Splenocytes from control or EBV-infected animals were isolated 28 days after infection. (A) CD3⁺ T cell frequency among human CD45⁺ lymphocytes, determined by flow cytometry. (B) Ratio of CD8⁺ T cell to CD4⁺ T cell frequency. (C) Activation of T cells, assessed by HLA-DR expression on their surface. (D) Isolated splenocytes were depleted of human B cells and cocultured with ex vivo–expanded tumor cell lines to measure EBV-specific IFN-γ secretion, determined using ELISPOT assays and expressed as the number of IFN-γ–specific spots per 2 × 10⁵ cells. Pooled data from 2 experiments are shown. (A–D) Data points represent individual mice; horizontal bars represent means.

Figure 7. EBNA3BKO-transformed tumor cells produce and secrete reduced amounts of CXCL10 and attract fewer EBV-specific T cells.
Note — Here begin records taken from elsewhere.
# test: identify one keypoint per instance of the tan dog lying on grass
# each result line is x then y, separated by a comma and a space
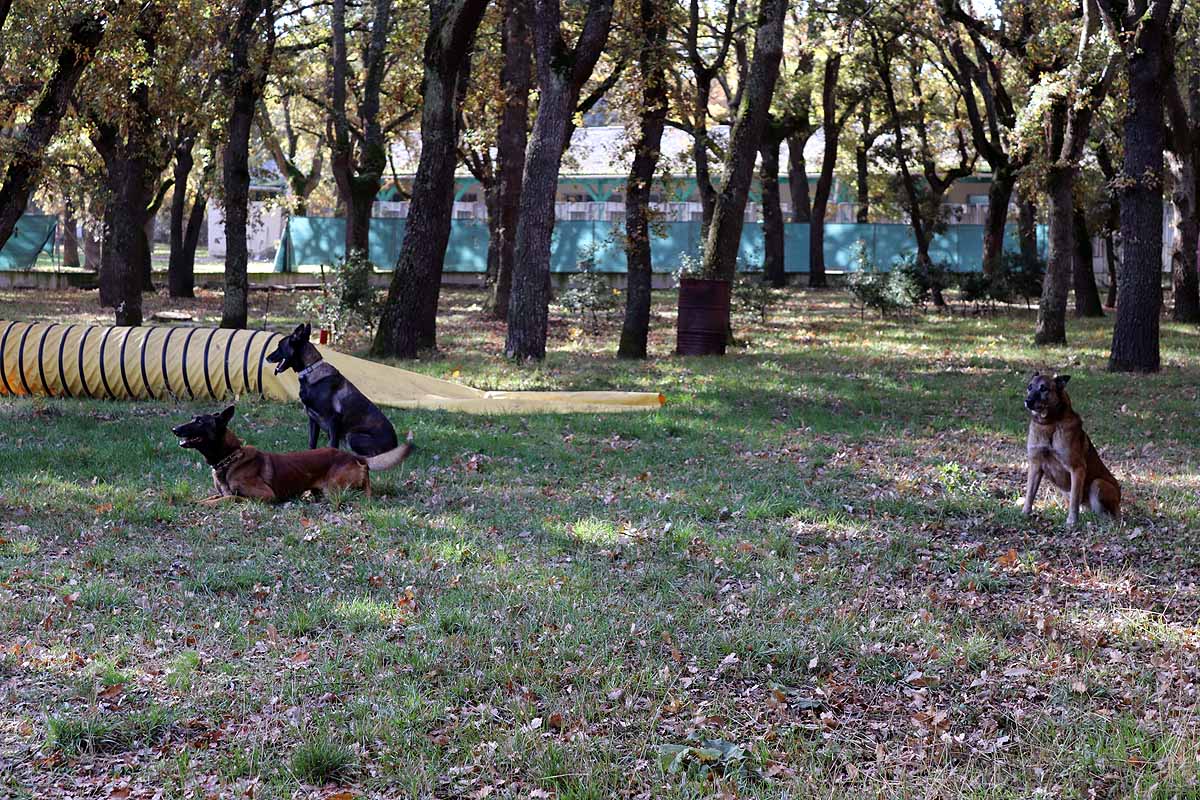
1059, 449
244, 471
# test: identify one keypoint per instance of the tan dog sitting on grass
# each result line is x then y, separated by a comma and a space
1059, 449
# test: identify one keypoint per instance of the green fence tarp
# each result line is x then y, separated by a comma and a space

(A) CXCL10 mRNA levels, determined by qPCR, normalized to GAPDH expression, and expressed relative to CXCL10 expression of wtBAC-transformed tumor cells. (B) CXCL10 protein levels, determined in culture supernatants of EBV-transformed tumor cells by ELISA after 24 hours of culture with or without added IFN-γ. (C) Migration of the EBV-specific CD8⁺ T cell clone MS.B11 toward tumor cell–conditioned supernatants, assessed by Transwell migration assay. For EBNA3BKO-transformed tumor lines and patient PTLD LCLs, CXCL10 was supplemented as indicated to reach concentrations present in wtBAC- and EBNA3Brev-conditioned supernatants. (A–C) Shown is 1 representative of 2 experiments with 2 wtBAC, 3 EBNA3Brev, 7 EBNA3BKO, and 2 patient PTLD LCLs (TRL1-post and TRL595). (D and E) Killing of CXCL10-reexpressing EBNA3BKO LCLs by an autologous T cells line was tested in vivo. LCLs were transduced with a CXCL10-expressing lentivirus or control virus. In vivo killing assays were performed after labeling of LCLs with PKH26 and high or low concentration of CFSE. (D) Example of FACS gating for the experiment, and representative histograms for tumor cell composition before and after injection in the presence or absence of autologous T cells. Percentages denote CXCL10⁺ and CXCL10^– cells as a fraction of total tumor cells. (E) Summary of 3 experiments performed as described in D. (A–E) Data are mean ± SD.